Elon Musk is not using one of those tarps that cover coils of aluminum delivered to the Tesla stamping facility as his blanket. Nor is he resting his head on a pillow made from absorbent mats used to deal with factory spills. At least it is unlikely.
He told Oprah’s best friend, Gayle King, that he is sleeping in the Tesla factory.
Factories, even the most advanced, tend to be noisy places. So now he has stopped production. Which undoubtedly makes sleep easier.
Musk is snuggling up at the factory because he has taken direct control over production of the Model 3 sedan, which has missed a series of goals.
Musk was once all about increasing throughput in the Fremont factory through the implementation of industrial robots. After all, robots can swing their arms faster than Nolan Ryan could at his best, and they can do it all day. Robots don’t get hurt (another recent knock on Tesla claims that it is under-reporting workplace injuries). And robots don’t complain about having their boss overlooking their every little move.
Musk had previously wondered about the seemingly glacial velocity of all car plants, even the best of them. This is probably predicated on his visiting one of the factories in the Valley where computer boards are being populated with fingernail-sized chips. This happens at speeds that seem as though real life has been accelerated.
For those of us who have learned physics from the “Big Bang Theory,” we know that there are astrophysics, which deal with things that are really large, and quantum physics, which deal with the mind-bendingly small. Newtonian physics works just fine for those of us in the middle — things like inertia and acceleration.

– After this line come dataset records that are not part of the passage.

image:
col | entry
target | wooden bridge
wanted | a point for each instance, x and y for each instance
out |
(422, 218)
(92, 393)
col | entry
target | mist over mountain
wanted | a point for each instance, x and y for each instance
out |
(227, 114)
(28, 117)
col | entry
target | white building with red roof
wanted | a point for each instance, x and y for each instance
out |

Robots are like physics. That is, they can deal with the large — like lifting car bodies and moving them from one assembly line to another — and they can deal with the really small — like putting those processors on a board.
But it is the stuff in the middle at which they aren’t necessarily as good as humans, at least in situations where there isn’t strict organization (think of a carton of eggs versus a bowl of eggs) or when there is the need to make adjustments based on judgment (think of how you sometimes have to wiggle a screw when you’re trying to get it seated in a threaded hole).
Humans are really good at doing the final assembly of vehicles, as in installing the various things that are in the interior of a car. Robots are really good at spot welding, painting and material handling.
According to Bernstein analysts, Tesla has not only automated stamping, painting and welding like most other manufacturers, but it also tried to automate final assembly. This is where it seems to be facing problems.
It is not impossible to make it so that robots can do final assembly. Some robot manufacturers offer machines that resemble snakes with grippers on their ends that can maneuver inside of semi-confined spaces such a car-in-progress with almost frightening dexterity. But the challenge is programming — teaching the robots to perform the tasks as required. Tasks that, again, are not orderly.
And while there are countless programmers in the greater Fremont area that can make things happen on screens both large and small that are nothing short of phenomenal, there is the fact of physics that comes into play in a factory: Newtonian physics, such as actions and reactions. That’s hard.
Only now is Elon Musk coming to a realization: “Humans are underrated.”
The people in the Valley may not think highly of the people in Detroit who have spent decades working with automation in their factories.
They ought to think again.
Sweet dreams, Elon.
Material from Reuters was used in this report.